We don't need to try to predict if someone is going to be abusive. We only have to be careful not to enmesh, and to keep on evaluating. Love does not mean enmeshment, and it does not entail self-betrayal. Abusers will always reveal themselves at some point. We just have to know we will walk when they do.

SoulofanAggron · 11/09/2020 11:21

I don't think you're overreacting. If you don't like someone taking their bad mood out on you, you don't like someone taking their bad mood out on you, and that's quite a reasonable boundary (and it is a boundary) to have I think.

What matters is how you enforce the boundary. And it's ok to not be able to say anything there and then. That would be the ideal of course, but not all of us feel able to do it.

My bestie/ex partner, he can get snappy once or twice if he's in a lot of pain, such as he recently had a broken arm. I didn't have to say anything and it wasn't as a result of anything I'd said in the past, for him to apologize as soon as he'd done it, and explain that it's just that he's in pain etc. Because he knew he hadn't been reasonable.

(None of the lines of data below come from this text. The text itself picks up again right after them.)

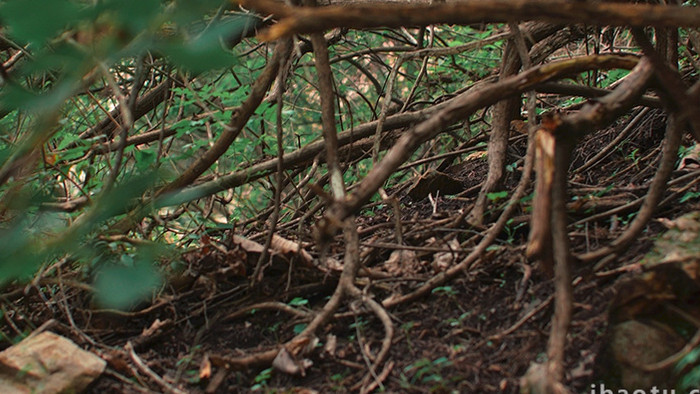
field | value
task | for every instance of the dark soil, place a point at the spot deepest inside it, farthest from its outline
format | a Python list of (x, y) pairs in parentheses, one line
[(462, 337)]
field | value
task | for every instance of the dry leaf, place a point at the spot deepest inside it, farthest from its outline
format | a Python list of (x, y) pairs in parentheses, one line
[(402, 262), (205, 368)]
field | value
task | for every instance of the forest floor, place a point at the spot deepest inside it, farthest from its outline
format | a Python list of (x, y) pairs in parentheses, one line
[(478, 333)]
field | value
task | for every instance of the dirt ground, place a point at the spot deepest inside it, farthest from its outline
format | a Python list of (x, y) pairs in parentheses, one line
[(479, 333)]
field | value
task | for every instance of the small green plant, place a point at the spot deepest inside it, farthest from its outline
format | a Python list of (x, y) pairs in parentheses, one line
[(690, 370), (457, 321), (425, 371), (261, 379), (446, 290)]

Your man knows it's wrong, because presumably he knows how people should treat each other.

If I were you I think I'd dump him if there's a next time.

Nosnogginginthekitchen · 11/09/2020 11:34

I so appreciate the thoughtful responses I've had here. I think it's probably as described - that he's taken it on board, is aware of it himself and is improving whilst I am just trying to make sure I don't sleepwalk into another bad situation unaware.

If it makes any difference we're both people pleasers (i have been called co dependent on mumsnet in the past) but he is inexperienced in relationships being younger than me and previously focused on his career. I, on the other hand, was enmeshed in a very LTR with a depressed covert narcissist, so I suspect we both have a little growing and accommodating to do as our relationship progresses.

I'm hesitant to talk to my friends and mum because they're understandably protective of me after supporting me through my break up and their advice is coloured by that.

I miss my counsellor

OP posts:
RandomMess · 11/09/2020 11:38

Perhaps you can keep a diary so you have something to look back on if you think things worsen/don't improve.

Nosnogginginthekitchen · 11/09/2020 11:57

Not a bad plan.
Thanks

OP posts:
Katiefizz · 11/09/2020 14:47

As an ex people pleaser myself, something that used to be an issue for me was assuming that other people's moods were associated with me, I was to blame for them. Took me a lot of work to realise I was in the wrong in believing that.... Could this be part of the problem for you too? Could you be feeling that you are inadequate because he's unhappy at that particular moment in time?